An updated analysis on myocarditis and pericarditis cases reported following mRNA SARS-CoV-2 vaccination in Singapore

Author:

Tham Mun Yee1ORCID,Chan Cheng Leng1,Toh Dorothy1,Poh Jalene1,Lim Adena1,Soh Sally1,Peck Li Fung1,Foo Belinda1,Ng Amelia1,Ng Patricia1,Ang Pei San1,Dorajoo Sreemanee1,Teo Desmond1,Lim Toon Wei2,Lim Yean Teng3,Choo Jonathan4,Ding Zee Pin56,Yeo Khung Keong56,Yap Jonathan56,Tan Hui Xing1

Affiliation:

1. Vigilance and Compliance Branch, Health Sciences Authority, Singapore

2. Department of Cardiology, National University Heart Centre, Singapore

3. Mount Elizabeth Hospital Singapore, Singapore

4. Cardiology Service, Department of Paediatric Subspecialties, KK Women’s and Children’s Hospital, Singapore

5. Department of Cardiology, National Heart Centre Singapore, Singapore

6. Duke-NUS Medical School, Singapore

Abstract

Abstract Introduction: Messenger ribonucleic acid (mRNA) severe acute respiratory syndrome coronavirus 2 (SARS-CoV-2) vaccines have been associated with myocarditis/pericarditis, especially in young males. We evaluated the risk of myocarditis/pericarditis following mRNA vaccines by brand, age, sex and dose number in Singapore. Methods: Adverse event reports of myocarditis/pericarditis following mRNA vaccines received by the Health Sciences Authority from 30 December 2020 to 25 July 2022 were included, with a data lock on 30 September 2022. Case adjudication was done by an independent panel of cardiologists using the US Centers for Disease Control and Prevention case definition. Reporting rates were compared with expected rates using historical data from 2018 to 2020. Results: Of the 152 adjudicated cases, males comprised 75.0%. The median age was 30 years. Most cases occurred after Dose 2 (49.3%). The median time to onset was 2 days. Reporting rates were highest in males aged 12–17 years for both primary series (11.5 [95% confidence interval [CI] 6.7–18.4] per 100,000 doses, post-Dose 2) and following booster doses (7.1 [95% CI 3.0–13.9] per 100,000 doses).

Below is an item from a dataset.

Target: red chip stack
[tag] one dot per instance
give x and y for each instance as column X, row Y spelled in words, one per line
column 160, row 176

In children aged 5–11 years, myocarditis remained very rare (0.2 per 100,000 doses). The reporting rates for Booster 1 were generally similar or lower than those for Dose 2. Conclusions: The risk of myocarditis/pericarditis with mRNA vaccines was highest in adolescent males following Dose 2, and this was higher than historically observed background rates. Most cases were clinically mild. The risk of myocarditis should be weighed against the benefits of receiving an mRNA vaccine, keeping in mind that SARS-CoV-2 infections carry substantial risks of myocarditis/pericarditis, as well as the evolving landscape of the disease.